Comment by linguae

6 months ago

Interestingly enough, even non-monopoly large corporations once had labs where researchers had a good deal of freedom and where the projects were not required to be directly tied to business objectives. Hewlett-Packard, Digital Equipment Corporation, Sun Microsystems, Fujitsu, Sony, NEC, Toshiba, and Hitachi, just to name a few, had labs back in the 80s, 90s, and 2000s. As late as the early 2010s, a PhD graduate in computer science had options in industry to do research that wasn’t tied to short-term business priorities.

Unfortunately these opportunities have dried up as companies either got rid of their research labs or shifted the focus of their research labs to be more tied to immediate business needs. Many of my former classmates and colleagues who were industrial researchers are now software engineers, and not due to intentionally changing careers. Academia has become the last bastion of research with fewer commercialization pressures, but academia has its “publish or perish” and fundraising pressures, and now academia is under attack in America right now.

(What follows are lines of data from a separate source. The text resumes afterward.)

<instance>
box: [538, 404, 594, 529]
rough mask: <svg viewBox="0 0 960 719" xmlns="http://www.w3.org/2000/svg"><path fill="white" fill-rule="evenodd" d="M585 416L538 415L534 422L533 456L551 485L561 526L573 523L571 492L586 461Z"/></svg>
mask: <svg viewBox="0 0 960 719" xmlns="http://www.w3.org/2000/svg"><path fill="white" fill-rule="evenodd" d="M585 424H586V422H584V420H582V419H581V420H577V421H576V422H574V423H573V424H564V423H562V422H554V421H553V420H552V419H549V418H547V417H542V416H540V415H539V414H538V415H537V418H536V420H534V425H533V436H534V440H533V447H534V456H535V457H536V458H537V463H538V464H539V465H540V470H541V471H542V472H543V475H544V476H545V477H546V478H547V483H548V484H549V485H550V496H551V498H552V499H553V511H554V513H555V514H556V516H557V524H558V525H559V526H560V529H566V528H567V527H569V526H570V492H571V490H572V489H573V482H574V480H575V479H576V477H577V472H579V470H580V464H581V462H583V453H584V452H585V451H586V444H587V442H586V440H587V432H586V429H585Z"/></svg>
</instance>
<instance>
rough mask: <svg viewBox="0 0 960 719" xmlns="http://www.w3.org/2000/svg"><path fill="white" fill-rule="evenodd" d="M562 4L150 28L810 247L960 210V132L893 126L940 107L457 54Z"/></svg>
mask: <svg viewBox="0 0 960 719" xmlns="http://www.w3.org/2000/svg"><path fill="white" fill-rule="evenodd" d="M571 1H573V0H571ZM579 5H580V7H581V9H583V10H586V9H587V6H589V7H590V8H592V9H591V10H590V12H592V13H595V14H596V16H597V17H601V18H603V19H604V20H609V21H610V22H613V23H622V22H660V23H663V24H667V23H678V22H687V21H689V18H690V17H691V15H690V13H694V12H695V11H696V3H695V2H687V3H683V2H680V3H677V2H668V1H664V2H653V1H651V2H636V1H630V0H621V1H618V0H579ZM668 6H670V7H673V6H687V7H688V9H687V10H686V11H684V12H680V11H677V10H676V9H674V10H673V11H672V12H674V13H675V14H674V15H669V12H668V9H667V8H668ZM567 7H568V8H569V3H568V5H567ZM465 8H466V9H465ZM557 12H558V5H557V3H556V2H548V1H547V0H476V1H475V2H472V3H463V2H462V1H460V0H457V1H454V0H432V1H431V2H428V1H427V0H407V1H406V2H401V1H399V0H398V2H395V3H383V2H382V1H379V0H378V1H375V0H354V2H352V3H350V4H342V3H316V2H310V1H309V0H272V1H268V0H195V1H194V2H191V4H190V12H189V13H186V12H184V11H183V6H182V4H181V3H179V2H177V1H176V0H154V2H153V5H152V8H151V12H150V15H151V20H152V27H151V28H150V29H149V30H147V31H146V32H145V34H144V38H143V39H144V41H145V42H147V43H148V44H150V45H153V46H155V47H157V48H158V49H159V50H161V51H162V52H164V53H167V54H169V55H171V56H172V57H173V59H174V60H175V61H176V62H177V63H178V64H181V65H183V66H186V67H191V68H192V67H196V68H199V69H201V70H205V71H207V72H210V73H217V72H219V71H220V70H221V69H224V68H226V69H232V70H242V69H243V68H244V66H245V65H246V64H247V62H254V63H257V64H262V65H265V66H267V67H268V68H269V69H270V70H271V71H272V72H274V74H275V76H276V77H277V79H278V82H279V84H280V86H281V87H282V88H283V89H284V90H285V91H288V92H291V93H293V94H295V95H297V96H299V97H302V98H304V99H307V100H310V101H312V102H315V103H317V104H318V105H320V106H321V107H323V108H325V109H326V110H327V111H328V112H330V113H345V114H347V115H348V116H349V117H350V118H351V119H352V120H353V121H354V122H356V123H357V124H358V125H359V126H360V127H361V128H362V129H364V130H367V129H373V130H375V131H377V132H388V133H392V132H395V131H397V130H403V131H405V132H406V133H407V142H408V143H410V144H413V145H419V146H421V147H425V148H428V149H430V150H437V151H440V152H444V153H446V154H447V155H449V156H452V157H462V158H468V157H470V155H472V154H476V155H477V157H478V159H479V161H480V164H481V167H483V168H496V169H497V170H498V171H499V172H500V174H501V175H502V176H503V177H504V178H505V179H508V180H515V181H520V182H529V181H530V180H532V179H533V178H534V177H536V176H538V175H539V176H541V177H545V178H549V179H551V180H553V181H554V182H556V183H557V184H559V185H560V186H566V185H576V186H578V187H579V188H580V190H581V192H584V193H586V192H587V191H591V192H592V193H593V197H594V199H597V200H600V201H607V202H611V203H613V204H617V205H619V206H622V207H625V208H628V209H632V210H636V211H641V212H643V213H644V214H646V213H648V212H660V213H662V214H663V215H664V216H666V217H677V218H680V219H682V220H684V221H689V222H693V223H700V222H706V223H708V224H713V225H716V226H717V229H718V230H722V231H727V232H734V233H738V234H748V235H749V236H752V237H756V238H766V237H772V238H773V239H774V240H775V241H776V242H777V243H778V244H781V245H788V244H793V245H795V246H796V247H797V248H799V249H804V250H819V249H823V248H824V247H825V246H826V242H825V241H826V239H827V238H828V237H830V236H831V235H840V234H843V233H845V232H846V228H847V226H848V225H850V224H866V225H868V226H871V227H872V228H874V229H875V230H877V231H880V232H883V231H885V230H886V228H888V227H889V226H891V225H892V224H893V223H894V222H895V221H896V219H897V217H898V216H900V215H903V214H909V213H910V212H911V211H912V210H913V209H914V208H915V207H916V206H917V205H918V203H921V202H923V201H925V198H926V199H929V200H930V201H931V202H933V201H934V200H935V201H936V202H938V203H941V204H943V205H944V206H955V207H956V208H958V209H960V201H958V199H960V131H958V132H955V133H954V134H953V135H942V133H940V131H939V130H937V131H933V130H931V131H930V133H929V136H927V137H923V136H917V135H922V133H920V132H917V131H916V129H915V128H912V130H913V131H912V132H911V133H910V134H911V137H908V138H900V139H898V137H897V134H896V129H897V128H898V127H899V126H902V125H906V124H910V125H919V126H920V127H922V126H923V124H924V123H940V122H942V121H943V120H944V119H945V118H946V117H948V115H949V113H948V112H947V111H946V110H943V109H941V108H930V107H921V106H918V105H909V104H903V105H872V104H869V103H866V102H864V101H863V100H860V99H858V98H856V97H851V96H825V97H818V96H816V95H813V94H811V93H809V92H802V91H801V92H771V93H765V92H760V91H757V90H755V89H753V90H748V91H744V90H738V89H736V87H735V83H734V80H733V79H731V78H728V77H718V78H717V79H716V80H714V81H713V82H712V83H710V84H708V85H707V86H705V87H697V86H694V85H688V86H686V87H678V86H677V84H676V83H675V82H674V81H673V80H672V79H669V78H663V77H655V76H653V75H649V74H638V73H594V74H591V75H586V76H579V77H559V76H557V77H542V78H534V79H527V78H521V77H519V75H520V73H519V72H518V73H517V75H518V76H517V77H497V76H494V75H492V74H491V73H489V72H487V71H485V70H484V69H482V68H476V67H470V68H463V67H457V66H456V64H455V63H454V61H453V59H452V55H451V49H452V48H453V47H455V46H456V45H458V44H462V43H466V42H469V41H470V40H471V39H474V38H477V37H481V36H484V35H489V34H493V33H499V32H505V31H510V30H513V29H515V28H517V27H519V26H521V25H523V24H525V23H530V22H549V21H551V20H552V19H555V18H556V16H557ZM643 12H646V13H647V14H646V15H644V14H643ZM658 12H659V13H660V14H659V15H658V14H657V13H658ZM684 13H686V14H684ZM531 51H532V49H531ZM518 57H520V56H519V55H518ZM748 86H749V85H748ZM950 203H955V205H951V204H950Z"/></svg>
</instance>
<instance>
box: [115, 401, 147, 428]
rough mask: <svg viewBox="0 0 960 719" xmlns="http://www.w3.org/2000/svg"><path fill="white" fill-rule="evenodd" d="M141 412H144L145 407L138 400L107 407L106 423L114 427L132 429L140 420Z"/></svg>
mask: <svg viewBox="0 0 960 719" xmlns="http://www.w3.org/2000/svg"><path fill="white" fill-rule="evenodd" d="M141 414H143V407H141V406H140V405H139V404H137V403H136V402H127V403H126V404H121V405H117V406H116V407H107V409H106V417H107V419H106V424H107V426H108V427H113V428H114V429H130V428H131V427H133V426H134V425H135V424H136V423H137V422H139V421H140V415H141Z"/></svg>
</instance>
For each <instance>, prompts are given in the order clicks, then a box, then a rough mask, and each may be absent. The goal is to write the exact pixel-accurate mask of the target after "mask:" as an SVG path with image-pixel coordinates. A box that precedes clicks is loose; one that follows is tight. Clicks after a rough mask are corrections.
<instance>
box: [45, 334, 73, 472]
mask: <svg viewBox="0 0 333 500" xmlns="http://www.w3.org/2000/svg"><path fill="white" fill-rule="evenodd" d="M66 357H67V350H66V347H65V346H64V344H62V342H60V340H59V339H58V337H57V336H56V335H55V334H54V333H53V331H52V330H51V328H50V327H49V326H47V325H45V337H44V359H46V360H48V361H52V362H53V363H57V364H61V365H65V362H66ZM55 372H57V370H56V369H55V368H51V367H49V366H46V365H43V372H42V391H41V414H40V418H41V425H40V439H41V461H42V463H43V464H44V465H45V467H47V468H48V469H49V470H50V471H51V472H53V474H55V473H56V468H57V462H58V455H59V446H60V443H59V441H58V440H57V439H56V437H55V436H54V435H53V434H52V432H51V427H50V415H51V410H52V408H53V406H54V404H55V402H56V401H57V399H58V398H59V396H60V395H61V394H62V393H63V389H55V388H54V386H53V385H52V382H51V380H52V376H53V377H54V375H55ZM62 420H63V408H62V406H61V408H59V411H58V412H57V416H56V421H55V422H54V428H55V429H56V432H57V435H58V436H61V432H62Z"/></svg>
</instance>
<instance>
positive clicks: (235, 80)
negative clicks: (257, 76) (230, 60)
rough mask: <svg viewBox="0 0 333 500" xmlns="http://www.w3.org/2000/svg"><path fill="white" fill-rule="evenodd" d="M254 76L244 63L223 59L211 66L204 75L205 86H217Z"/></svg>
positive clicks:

I once worked as a researcher in an industrial lab, but the focus shifted toward more immediate productization rather than exploration. I ended up changing careers; I now teach freshman- and sophomore-level CS courses at a community college. It’s a lot of work during the school year, but I have roughly four months of the year when I could do whatever I want. Looking forward to starting my summer research project once the semester ends in a few weeks!